Os ataques do Boko Haram, que se juntou ao grupo extremista Estado Islâmico (EI), ocorrem quase diariamente desde o início do ano, e vários são organizados simultaneamente em algumas localidades.

Quatro ataques foram perpetrados na madrugada de 05 de janeiro em quatro locais diferentes, de acordo com Tchiroma.

Na quarta-feira, 12 fiéis morreram numa mesquita, na pequena aldeia de Kouyape, quando um terrorista suicida se fez explodir durante a oração da manhã.

Dois dias antes, “a 10 de janeiro, cerca das 16:30, o chefe da aldeia de Fima foi degolado com dois dos seus notáveis e várias concessões foram pilhadas e incendiadas”, acrescentou Tchiroma.

Os membros do Boko Haram organizam também regularmente roubos de gado nos Camarões.

“Em 2015, o número de bois roubados em território camaronês elevou-se a 4.200, sem contar com pequenos ruminantes (cabras e ovelhas)”, declarou Tchiroma. O responsável precisou que já em 2014, 1.160 cabeças de gado “foram roubadas” às populações da região pelos islamitas nigerianos.

“Perante esta agressão, gratuita e injustificada, as nossas forças de defesa e de segurança souberam dar resposta, infligindo pesadas perdas ao inimigo e importantes reveses”, garantiu Tchiroma.

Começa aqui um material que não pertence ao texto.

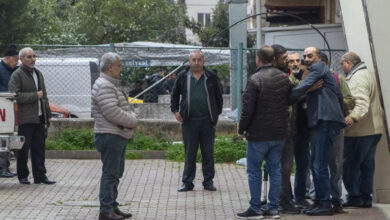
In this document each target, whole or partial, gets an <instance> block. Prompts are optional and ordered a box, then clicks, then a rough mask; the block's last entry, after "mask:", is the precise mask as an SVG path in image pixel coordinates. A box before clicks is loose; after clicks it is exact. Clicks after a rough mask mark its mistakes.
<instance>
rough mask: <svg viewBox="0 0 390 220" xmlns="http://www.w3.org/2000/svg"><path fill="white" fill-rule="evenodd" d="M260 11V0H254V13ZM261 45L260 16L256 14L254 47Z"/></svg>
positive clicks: (258, 11) (260, 11) (260, 1)
mask: <svg viewBox="0 0 390 220" xmlns="http://www.w3.org/2000/svg"><path fill="white" fill-rule="evenodd" d="M260 13H261V0H257V1H256V14H260ZM260 47H261V16H256V48H257V49H260Z"/></svg>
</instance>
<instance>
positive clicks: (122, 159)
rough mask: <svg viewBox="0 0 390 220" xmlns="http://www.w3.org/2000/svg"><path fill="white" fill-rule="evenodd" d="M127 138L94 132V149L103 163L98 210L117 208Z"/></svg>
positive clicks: (104, 209) (100, 181) (108, 211)
mask: <svg viewBox="0 0 390 220" xmlns="http://www.w3.org/2000/svg"><path fill="white" fill-rule="evenodd" d="M126 144H127V139H125V138H123V137H121V136H119V135H114V134H95V145H96V149H97V150H98V151H99V152H100V153H101V160H102V163H103V167H102V177H101V180H100V191H99V201H100V212H109V211H112V210H116V209H118V205H119V204H118V202H117V201H116V199H117V197H118V185H119V179H120V178H121V177H122V175H123V171H124V169H125V153H126Z"/></svg>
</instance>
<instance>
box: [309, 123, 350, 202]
mask: <svg viewBox="0 0 390 220" xmlns="http://www.w3.org/2000/svg"><path fill="white" fill-rule="evenodd" d="M341 128H342V125H341V124H340V123H337V122H329V121H321V122H319V123H318V124H317V125H316V126H315V127H313V128H312V129H311V131H310V142H311V152H312V156H311V165H312V173H313V181H314V188H315V192H316V200H317V201H319V202H320V204H321V205H323V206H325V207H330V205H331V202H330V178H329V169H328V166H329V160H330V154H331V152H332V148H333V141H334V139H335V138H336V136H337V135H338V134H339V133H340V130H341Z"/></svg>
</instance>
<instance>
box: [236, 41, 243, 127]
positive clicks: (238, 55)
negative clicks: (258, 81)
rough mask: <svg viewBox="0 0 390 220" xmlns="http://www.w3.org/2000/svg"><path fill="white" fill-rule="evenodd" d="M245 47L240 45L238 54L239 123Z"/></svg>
mask: <svg viewBox="0 0 390 220" xmlns="http://www.w3.org/2000/svg"><path fill="white" fill-rule="evenodd" d="M243 46H244V44H243V43H239V44H238V53H237V121H240V117H241V111H242V77H243V76H242V75H243V57H244V56H243Z"/></svg>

As ações dos soldados camaroneses “acabaram por enfraquecer, ao ponto de reduzir [o Boko Haram] a atos de cobardia como os atentados suicidas, que se tornaram na operação preferida”, disse.

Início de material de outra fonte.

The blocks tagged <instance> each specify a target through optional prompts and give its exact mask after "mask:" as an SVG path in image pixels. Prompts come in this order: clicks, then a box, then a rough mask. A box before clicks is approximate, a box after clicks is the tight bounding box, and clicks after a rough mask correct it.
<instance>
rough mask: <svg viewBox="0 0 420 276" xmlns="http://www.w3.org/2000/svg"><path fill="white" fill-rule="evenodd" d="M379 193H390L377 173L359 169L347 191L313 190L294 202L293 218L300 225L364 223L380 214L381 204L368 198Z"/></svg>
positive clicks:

Em 2013, os Camarões reforçaram a presença militar ao longo da fronteira nigeriana perante a crescente pressão dos islamitas e depois de, durante anos, terem deixado passar os combatentes ativos do Boko Haram no nordeste da Nigéria, que usavam a região camaronesa como base recuada e local de aprovisionamento de armas, veículos e mercadorias.

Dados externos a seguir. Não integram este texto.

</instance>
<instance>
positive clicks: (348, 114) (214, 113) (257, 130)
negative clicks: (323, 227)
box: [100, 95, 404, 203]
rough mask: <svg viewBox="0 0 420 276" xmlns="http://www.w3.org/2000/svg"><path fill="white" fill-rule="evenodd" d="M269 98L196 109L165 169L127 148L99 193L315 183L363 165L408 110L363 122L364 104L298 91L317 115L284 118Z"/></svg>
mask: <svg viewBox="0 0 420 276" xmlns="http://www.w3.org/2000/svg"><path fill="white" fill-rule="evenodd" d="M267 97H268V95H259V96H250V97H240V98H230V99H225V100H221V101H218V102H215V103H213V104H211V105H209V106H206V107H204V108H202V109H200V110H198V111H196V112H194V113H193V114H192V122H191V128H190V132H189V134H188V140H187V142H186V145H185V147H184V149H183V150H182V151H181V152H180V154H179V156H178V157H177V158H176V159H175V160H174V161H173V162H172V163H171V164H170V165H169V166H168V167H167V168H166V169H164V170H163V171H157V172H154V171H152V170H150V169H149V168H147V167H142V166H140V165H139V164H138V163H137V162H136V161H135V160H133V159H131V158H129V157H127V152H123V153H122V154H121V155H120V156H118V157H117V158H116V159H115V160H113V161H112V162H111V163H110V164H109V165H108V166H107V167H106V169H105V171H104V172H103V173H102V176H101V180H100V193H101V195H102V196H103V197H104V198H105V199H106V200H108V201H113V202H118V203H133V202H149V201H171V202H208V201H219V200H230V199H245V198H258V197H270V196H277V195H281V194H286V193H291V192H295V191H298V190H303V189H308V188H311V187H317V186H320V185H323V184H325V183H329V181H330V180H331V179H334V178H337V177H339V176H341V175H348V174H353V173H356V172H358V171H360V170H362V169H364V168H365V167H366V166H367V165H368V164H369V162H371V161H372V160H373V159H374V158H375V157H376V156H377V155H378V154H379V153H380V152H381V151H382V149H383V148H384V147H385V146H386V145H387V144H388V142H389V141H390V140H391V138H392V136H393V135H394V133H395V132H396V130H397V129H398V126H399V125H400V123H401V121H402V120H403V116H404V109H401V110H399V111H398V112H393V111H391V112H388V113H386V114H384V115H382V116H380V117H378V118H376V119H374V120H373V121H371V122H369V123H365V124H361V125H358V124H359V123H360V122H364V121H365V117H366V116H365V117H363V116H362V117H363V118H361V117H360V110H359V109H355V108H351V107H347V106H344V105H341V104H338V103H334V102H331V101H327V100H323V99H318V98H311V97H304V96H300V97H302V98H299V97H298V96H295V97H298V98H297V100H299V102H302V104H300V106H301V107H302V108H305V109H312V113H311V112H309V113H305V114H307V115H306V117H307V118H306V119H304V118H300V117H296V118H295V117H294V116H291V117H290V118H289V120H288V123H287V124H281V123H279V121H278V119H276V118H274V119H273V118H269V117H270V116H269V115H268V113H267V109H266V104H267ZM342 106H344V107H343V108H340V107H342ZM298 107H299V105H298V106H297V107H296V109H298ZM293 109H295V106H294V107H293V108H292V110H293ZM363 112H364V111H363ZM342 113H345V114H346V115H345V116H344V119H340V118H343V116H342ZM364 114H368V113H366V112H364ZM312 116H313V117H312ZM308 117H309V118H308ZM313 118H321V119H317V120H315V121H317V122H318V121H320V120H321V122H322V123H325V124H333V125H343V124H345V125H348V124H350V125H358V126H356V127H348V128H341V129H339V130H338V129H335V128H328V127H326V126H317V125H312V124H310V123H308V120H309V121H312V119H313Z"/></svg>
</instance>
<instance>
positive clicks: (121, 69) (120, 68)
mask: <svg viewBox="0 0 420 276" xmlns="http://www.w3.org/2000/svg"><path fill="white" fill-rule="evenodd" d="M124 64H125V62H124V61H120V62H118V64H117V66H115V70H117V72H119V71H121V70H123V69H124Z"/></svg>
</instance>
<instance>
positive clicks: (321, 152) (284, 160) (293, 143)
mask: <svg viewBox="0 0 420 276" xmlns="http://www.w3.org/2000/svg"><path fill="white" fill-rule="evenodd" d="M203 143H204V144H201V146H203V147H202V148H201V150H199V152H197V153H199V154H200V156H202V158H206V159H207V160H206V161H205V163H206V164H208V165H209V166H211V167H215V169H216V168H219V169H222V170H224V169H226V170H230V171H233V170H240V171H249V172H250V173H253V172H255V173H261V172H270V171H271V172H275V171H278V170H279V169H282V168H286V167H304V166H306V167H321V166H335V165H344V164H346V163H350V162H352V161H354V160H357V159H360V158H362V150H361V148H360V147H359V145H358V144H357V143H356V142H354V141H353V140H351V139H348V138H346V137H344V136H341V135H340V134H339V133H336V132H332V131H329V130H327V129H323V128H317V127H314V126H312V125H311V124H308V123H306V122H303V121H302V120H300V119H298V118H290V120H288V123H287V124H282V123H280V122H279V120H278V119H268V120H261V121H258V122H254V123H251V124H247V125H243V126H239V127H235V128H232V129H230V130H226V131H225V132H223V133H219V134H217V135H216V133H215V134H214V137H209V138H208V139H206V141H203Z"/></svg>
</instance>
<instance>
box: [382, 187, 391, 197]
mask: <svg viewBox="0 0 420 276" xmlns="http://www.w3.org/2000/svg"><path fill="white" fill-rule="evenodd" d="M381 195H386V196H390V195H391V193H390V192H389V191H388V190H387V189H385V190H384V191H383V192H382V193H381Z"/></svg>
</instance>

Yaoundé passou em seguida à ofensiva, ao integrar a coligação regional militar (Camarões, Nigéria, Niger, Chade e Benim) que combate os extremistas.

Na Nigéria, a insurreição do Boko Haram e as ações militares de repressão causaram pelo menos 17 mil mortos e mais de 2,5 milhões de deslocados desde 2009.